Vue de Monde
Contemporary$$$
This month marks five years since Vue de Monde moved to the 55th floor of the Rialto. It has never been better. The room buzzes with energy and freshness, even as the kangaroo-skin table coverings are becoming butter-soft and worn.
The food has "wow" factor yet it is flavour and texture that impress most. Kitchen trickery has been reined in and most food is cooked in pots and pans.
The view over Melbourne never gets boring: how easy it is to pity cars crawling over the Bolte Bridge when one is nibbling on duck breast with fermented truffle.
There's a warmth to the dining experience, driven largely by head chef Justin James and his crew, who bring many dishes to the table from the open kitchen, and also, in a funny way, by the international team of floor staff, some of whom can seem starstruck to simply be there.
That's not necessarily the best mindset when shepherding diners through the uncertainty and wonder of a menu-free experience, but there's something about being on the ride together that appeals.
Vue de Monde is expensive – $200 plus per multi-course meal – so most people would never consider dining here. However, if you can spend a lot of money on a meal, there's value.
Chef James (ex-Eleven Madison Park in New York) runs the kitchen; he eats each menu with owner Shannon Bennett, who still has ultimate oversight. Bennett should be happy. His man on the ground (well, 400 metres above it) is doing him proud, using technique in service of diner enjoyment, not just because it's fun to play with food. That can result in dishes that layer inspiration and process in remarkably complex ways but end up eating very easily.
"That's so delicious," I say, about a veal and cabbage dish. Juniper-infused milk gel and cabbage braised in veal jus sit underneath grilled veal. The meat is rolled in reduced cabbage juice, then a mix of charred cabbage powder and caramelised milk powder. It's topped by discs cut from cabbage leaves – how clever, how simple – that have been variously pickled, compressed, confited and charred. I found most of that out later. In the moment, I was dazed by milk and earth, blood and fire, by the modest alchemy of food that stops time.
Vue de Monde has a farm at Burnham Beeches and the chefs head out there fortnightly to pick and prod and plan.
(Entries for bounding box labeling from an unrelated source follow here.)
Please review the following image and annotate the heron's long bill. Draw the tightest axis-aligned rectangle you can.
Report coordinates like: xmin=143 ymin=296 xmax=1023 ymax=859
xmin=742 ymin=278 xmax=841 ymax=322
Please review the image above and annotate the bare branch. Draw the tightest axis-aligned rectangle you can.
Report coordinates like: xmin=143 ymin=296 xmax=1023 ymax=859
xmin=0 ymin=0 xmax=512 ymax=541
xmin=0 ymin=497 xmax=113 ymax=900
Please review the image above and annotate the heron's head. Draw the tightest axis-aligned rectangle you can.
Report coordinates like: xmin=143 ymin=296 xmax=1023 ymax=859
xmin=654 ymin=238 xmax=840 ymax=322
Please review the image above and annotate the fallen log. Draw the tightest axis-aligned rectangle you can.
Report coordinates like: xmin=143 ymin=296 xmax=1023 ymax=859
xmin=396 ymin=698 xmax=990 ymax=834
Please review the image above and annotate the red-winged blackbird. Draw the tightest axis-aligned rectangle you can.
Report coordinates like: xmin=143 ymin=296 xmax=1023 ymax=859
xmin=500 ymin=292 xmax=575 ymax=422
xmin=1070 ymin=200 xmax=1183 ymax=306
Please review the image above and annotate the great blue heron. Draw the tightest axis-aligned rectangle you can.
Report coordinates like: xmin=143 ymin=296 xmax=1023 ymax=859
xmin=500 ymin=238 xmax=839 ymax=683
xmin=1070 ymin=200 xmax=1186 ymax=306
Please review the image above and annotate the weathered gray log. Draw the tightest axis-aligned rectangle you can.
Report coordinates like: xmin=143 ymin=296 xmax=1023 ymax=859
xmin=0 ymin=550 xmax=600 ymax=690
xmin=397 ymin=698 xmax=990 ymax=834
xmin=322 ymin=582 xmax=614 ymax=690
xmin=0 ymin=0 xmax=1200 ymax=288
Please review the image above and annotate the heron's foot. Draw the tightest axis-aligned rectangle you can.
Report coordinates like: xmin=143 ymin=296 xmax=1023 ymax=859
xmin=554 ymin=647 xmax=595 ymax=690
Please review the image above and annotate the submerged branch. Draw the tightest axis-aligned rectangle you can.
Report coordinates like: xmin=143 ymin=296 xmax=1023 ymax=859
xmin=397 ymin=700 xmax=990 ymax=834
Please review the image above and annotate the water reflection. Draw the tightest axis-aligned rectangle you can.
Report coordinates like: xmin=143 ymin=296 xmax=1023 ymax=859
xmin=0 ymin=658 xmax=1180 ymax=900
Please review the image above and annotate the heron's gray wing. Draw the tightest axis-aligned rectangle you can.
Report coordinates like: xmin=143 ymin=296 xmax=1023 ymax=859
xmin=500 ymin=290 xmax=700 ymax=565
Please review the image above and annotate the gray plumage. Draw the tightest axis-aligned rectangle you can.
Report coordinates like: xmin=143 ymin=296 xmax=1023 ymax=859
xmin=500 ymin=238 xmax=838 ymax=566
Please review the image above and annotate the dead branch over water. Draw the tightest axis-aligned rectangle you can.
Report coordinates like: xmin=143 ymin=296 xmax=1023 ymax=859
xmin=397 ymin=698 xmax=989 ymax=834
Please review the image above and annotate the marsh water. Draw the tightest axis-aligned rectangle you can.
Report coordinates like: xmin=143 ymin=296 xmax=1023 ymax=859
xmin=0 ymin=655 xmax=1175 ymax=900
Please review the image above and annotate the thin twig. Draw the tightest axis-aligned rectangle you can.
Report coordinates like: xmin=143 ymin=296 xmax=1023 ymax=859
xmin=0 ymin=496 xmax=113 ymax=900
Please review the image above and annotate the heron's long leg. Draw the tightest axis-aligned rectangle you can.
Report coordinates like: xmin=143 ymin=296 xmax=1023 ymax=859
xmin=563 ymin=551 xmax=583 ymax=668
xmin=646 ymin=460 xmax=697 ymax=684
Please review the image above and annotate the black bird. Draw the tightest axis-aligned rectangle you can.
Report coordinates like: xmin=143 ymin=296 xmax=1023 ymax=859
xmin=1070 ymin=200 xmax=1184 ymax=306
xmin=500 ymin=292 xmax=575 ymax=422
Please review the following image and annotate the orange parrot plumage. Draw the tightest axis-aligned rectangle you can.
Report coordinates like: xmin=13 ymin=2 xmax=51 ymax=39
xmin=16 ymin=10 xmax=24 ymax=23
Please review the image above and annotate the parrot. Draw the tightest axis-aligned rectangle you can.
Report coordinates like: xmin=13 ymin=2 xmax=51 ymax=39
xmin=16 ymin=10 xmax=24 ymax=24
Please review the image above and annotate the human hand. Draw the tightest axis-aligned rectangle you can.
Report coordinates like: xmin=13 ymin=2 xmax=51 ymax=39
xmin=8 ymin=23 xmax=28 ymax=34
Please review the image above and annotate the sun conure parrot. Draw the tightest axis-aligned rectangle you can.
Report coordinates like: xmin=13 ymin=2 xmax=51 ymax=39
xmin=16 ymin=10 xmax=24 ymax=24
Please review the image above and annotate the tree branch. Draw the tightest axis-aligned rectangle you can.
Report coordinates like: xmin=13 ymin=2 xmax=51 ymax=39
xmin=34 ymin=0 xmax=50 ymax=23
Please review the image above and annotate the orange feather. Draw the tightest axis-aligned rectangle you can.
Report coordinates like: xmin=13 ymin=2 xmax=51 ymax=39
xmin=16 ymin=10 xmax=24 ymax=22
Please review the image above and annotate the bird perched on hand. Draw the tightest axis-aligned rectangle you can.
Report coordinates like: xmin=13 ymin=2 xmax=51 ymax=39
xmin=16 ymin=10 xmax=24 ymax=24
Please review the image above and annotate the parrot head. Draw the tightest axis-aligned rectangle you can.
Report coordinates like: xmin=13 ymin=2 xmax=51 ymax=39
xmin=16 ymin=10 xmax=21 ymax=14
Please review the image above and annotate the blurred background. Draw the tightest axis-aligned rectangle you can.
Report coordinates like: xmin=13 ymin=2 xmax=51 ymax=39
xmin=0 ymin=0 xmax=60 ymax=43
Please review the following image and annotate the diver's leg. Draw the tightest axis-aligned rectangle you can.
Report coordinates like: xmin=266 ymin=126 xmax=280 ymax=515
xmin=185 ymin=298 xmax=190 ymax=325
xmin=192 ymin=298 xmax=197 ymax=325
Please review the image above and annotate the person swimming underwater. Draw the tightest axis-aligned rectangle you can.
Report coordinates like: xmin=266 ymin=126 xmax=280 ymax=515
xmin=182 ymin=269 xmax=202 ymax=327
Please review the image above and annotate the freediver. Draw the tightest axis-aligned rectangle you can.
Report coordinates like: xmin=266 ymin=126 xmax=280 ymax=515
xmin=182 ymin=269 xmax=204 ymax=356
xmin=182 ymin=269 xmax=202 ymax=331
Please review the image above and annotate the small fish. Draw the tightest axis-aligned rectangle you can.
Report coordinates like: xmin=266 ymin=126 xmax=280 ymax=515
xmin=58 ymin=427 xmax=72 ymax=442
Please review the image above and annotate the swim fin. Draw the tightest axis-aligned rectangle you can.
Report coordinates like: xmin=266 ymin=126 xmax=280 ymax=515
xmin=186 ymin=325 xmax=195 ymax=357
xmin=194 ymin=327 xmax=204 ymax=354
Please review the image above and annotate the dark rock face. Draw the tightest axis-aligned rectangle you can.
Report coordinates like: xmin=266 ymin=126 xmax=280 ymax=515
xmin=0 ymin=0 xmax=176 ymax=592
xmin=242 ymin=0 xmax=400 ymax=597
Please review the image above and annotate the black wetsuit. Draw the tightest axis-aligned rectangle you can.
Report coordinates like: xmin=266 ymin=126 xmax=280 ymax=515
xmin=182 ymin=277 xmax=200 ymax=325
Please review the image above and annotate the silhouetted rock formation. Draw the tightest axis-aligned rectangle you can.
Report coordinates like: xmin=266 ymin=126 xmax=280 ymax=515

One day, Justin James pulled a Jerusalem artichoke plant from the earth and noticed that its root ball looked like an upturned tree, artichokes clinging to it like apples.
That lightning bolt of inspiration has become a fabulous dessert: the roots and vegetables are painstakingly cleaned, poached in sugar syrup, then fried and the artichokes piped full of apple jam. What appears at the table is a magical doughnut tree. You pluck sweet, caramelised artichokes from the "branches" and swipe them through salted chocolate. It's an ace amusement and tastes great.
A restaurant like Vue de Monde is not part of normal life (though apparently one couple has been 41 times). The trick is to make the rarefied also feel warm, to let diners celebrate their own occasions while being carried along by a premium experience. It takes confidence to do that and experience to judge it and I think Vue de Monde right now has the balance bang-on.